Best way to persist events in kafka

Hey everyone!

I’m wondering if I could get some insight on how people are doing the following.
The flow is simple, and I’m sure there are a lot of people already doing it, but I need to expose an endpoint, let’s say POST events (authentication/authorization will also happen in here) where other services can send events :slight_smile: , those events should be persisted into kafka, and then consumed by elixir/broadway to do some data manipulation and other stuff.

The part that I’m curious about is how to send those events to kafka. I was hoping to use Broadway to manage it too, and make use of all the features it provides, but to do this I would have to implement some kind of intermedia storage, to put those http events, and being able to read them using a custom producer (I couldn’t find any other way).

I’m trying to simplify the complexity and underlying technology between the http event and kafka, but without losing control and “supervision” of those events.

Appreciate you all for any kind of input you could provide!

Thanks a lot!

1 Like

That’s a really good question but it highly depends on a few factors:

  • Do you want data types to be strict for each field?
  • Do you want optional fields or is every field mandatory?
  • Do you want zero-copy? This means that there is no serialize / unserialize stages: when you get a byte array buffer it can directly be iterated over and read without having to convert it to an in-memory structure.
  • Do you want future extensibility without old clients breaking?
  • Do you mind having a schema known beforehand?

I’ve been studying data formats lately and to be fair, I can only recommend Google’s FlatBuffers, Ethereum’s RLP (only a byte array encoding though, no concept of types) or maybe MessagePack (although that has the ser/deser stage).

Additionally, a very simplified ASN.1 format that gets ser/deser in BER or DER formats can be very viable and easy to do – but honestly, don’t go down the ASN.1 rabbit hole.

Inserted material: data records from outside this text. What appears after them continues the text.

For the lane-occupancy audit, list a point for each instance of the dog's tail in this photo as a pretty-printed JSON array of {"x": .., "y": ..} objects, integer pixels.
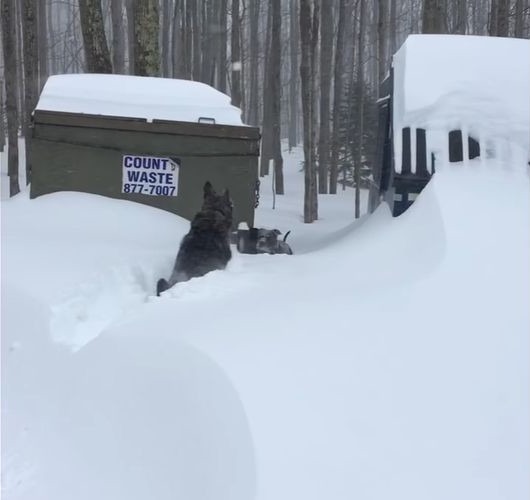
[{"x": 161, "y": 286}]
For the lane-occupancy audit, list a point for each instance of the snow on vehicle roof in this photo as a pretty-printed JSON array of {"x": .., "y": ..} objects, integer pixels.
[
  {"x": 480, "y": 85},
  {"x": 137, "y": 97}
]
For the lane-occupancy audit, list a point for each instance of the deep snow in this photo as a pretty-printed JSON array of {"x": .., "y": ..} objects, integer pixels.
[{"x": 388, "y": 358}]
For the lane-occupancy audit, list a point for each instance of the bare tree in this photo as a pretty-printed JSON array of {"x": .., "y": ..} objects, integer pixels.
[
  {"x": 360, "y": 110},
  {"x": 382, "y": 38},
  {"x": 222, "y": 73},
  {"x": 326, "y": 57},
  {"x": 236, "y": 55},
  {"x": 129, "y": 8},
  {"x": 31, "y": 70},
  {"x": 502, "y": 17},
  {"x": 294, "y": 78},
  {"x": 338, "y": 92},
  {"x": 10, "y": 71},
  {"x": 166, "y": 34},
  {"x": 309, "y": 21},
  {"x": 97, "y": 55},
  {"x": 253, "y": 99},
  {"x": 146, "y": 47},
  {"x": 42, "y": 45},
  {"x": 118, "y": 36},
  {"x": 434, "y": 16}
]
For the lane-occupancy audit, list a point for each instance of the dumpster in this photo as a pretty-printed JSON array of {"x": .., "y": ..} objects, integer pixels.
[{"x": 150, "y": 140}]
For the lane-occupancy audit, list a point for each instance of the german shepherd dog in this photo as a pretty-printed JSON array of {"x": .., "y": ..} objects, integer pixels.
[{"x": 206, "y": 247}]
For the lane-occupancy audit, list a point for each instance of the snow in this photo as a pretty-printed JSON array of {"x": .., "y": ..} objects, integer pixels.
[
  {"x": 137, "y": 97},
  {"x": 387, "y": 358},
  {"x": 470, "y": 83}
]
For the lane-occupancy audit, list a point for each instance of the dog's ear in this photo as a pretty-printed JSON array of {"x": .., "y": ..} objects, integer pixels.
[{"x": 208, "y": 189}]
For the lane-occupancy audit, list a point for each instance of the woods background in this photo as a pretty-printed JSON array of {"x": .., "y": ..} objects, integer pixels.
[{"x": 305, "y": 71}]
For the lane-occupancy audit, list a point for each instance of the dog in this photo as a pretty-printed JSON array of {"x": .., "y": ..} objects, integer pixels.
[{"x": 206, "y": 247}]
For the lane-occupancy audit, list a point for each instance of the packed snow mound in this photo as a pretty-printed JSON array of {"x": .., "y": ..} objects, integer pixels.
[
  {"x": 137, "y": 97},
  {"x": 479, "y": 85}
]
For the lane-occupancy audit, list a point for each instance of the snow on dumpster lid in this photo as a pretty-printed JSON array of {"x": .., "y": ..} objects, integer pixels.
[
  {"x": 137, "y": 97},
  {"x": 481, "y": 83}
]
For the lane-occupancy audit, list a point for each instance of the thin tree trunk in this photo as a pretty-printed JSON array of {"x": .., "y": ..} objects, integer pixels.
[
  {"x": 433, "y": 20},
  {"x": 31, "y": 69},
  {"x": 166, "y": 34},
  {"x": 393, "y": 28},
  {"x": 236, "y": 55},
  {"x": 294, "y": 38},
  {"x": 338, "y": 91},
  {"x": 10, "y": 72},
  {"x": 97, "y": 55},
  {"x": 382, "y": 38},
  {"x": 503, "y": 12},
  {"x": 146, "y": 29},
  {"x": 223, "y": 16},
  {"x": 118, "y": 38},
  {"x": 196, "y": 39},
  {"x": 275, "y": 66},
  {"x": 360, "y": 115},
  {"x": 309, "y": 14},
  {"x": 42, "y": 44},
  {"x": 519, "y": 19},
  {"x": 129, "y": 7},
  {"x": 326, "y": 55}
]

You’ve been warned.

Looking through Comparison of data-serialization formats in Wikipedia only shows me one more good candidate – Binn – but haven’t evaluated it yet. Check out that page, it’s not a bad comparison (probably lacking good other formats I’d presume).

Seeing your post’s loosely defined requirements I’d not go for FlatBuffers even though I think it’s a good fit for many scenarios. For your case JSON/BSON might be the least painful option.

Or simply Erlang’s ETF format? (Check out :erlang.binary_to_term and :erlang:term_to_binary)